Europa Press/Contacto/Luis Barron
MADRID, 7 de junho (EUROPA PRESS)
A Alta Representante da União Europeia para Assuntos Externos, Kaja Kallas, instou neste sábado o Líbano e Israel a cumprirem os termos acordados em Washington e a rejeitarem categoricamente qualquer exigência por parte do partido-milícia xiita libanês Hezbollah.
"A UE confia que Israel e o Líbano continuarão as negociações diretas com espírito construtivo (...) Todas as ações militares devem cessar imediatamente. O Hezbollah deve retirar-se do setor de Litani Sul. A UE também insta Israel a retirar-se do território libanês”, afirmou a chefe da diplomacia europeia por meio de um comunicado oficial.
A chefe da diplomacia europeia instou ambas as partes a cessarem urgentemente as hostilidades no território libanês, que — assegurou — “está pagando um preço humanitário e socioeconômico alto e inaceitável pela contínua escalada do conflito e pelos ataques aéreos”.
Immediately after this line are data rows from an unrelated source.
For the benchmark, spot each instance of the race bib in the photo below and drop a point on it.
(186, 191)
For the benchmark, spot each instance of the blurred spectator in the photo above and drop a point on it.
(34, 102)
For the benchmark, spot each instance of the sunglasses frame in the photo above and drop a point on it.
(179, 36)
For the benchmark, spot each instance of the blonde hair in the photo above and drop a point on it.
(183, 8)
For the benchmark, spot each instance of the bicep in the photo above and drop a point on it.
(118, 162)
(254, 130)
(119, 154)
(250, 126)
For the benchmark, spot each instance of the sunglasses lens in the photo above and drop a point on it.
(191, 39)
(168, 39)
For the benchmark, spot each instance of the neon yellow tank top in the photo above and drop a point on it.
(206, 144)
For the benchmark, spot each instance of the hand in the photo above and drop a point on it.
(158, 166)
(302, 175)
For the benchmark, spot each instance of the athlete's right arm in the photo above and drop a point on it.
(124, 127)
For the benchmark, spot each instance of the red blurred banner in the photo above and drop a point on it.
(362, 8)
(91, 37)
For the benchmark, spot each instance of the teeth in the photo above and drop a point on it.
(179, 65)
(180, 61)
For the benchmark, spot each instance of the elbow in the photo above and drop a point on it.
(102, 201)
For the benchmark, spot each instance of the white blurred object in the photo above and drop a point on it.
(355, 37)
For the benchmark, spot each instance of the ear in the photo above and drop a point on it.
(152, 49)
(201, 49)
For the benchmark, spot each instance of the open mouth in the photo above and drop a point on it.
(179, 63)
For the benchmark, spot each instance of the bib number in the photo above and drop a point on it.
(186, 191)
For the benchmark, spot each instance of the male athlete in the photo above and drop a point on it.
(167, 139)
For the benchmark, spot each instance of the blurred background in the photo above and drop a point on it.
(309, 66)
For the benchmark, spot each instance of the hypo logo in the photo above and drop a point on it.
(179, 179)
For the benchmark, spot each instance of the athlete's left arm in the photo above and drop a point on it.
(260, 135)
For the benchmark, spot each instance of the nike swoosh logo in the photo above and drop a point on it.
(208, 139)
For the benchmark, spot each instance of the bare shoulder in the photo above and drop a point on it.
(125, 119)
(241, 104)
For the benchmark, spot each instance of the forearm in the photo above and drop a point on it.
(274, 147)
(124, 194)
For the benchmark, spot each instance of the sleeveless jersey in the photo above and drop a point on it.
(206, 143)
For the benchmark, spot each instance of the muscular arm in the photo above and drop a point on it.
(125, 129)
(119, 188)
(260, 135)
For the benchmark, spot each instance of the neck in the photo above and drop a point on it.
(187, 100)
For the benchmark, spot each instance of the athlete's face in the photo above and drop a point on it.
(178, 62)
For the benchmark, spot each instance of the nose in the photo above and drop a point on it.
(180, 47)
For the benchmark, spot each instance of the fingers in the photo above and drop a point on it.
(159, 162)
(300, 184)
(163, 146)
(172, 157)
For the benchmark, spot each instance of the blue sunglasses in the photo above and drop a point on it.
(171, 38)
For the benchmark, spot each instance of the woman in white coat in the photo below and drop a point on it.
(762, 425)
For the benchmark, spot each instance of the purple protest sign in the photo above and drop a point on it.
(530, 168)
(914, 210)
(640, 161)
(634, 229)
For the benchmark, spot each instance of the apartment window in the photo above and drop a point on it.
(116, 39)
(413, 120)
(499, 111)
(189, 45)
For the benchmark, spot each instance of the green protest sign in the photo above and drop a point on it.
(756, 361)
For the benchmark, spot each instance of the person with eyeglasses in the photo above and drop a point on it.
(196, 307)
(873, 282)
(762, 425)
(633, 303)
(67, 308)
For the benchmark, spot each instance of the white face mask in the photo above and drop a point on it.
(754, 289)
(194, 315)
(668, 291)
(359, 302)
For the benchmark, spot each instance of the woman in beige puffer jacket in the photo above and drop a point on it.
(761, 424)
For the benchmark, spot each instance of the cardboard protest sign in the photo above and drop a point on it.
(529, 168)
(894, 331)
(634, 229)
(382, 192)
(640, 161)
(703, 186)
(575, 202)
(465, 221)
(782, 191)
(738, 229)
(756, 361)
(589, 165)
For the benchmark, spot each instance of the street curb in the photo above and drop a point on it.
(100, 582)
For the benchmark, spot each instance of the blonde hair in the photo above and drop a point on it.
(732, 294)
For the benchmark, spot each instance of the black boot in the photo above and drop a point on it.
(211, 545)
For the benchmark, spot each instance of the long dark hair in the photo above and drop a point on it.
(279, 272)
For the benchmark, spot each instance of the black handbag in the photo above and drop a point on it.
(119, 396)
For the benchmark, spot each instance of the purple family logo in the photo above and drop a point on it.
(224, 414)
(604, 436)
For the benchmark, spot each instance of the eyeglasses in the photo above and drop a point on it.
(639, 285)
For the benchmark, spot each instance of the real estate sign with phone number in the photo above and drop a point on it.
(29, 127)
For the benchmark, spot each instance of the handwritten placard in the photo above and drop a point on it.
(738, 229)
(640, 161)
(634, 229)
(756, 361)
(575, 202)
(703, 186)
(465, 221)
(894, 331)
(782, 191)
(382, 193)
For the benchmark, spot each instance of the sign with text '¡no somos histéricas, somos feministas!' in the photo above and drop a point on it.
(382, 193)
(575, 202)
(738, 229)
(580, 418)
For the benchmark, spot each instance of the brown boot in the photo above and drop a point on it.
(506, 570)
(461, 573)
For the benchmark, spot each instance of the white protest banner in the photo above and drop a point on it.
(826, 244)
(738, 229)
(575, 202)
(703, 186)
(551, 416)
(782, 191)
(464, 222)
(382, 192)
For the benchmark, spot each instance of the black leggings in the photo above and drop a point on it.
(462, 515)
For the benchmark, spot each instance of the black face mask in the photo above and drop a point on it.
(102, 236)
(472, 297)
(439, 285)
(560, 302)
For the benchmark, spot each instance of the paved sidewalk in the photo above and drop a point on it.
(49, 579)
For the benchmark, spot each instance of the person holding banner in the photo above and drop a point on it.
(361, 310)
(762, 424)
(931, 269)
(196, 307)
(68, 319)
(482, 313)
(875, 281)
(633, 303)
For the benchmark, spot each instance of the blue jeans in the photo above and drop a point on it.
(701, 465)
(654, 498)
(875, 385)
Dessa forma, a União Europeia mantém seu apoio ao Governo libanês e às Forças Armadas em seu objetivo de garantir o controle estatal das armas no território, para que não caiam nas mãos da milícia pró-iraniana, algo que Kallas classificou como “ferramenta decisiva”.
“A nova medida de assistência do Fundo Europeu para a Paz, dotada de 100 milhões de euros para as Forças Armadas libanesas e aprovada em 4 de junho, contribuirá diretamente para o fortalecimento de suas capacidades para cumprir sua missão”, destacou.
Por outro lado, Kallas endureceu seu discurso contra Israel, ao qual pediu que “respeite a soberania e a integridade territorial do Líbano”, embora também mantenha seu apoio à decisão do gabinete de Netanyahu de continuar sua ofensiva contra o Hezbollah.
Por sua vez, a líder europeia condenou os ataques contra a Força Provisória das Nações Unidas para o Líbano (UNIFIL), embora o tenha feito sem apontar culpados. “A UE reafirma seu total apoio à UNIFIL e ao seu mandato, e condena veementemente todos os ataques contra seu pessoal, incluindo o assassinato de outro soldado da UNIFIL nos ataques de 4 de junho, o sétimo membro das forças de paz a falecer desde março”, denunciou.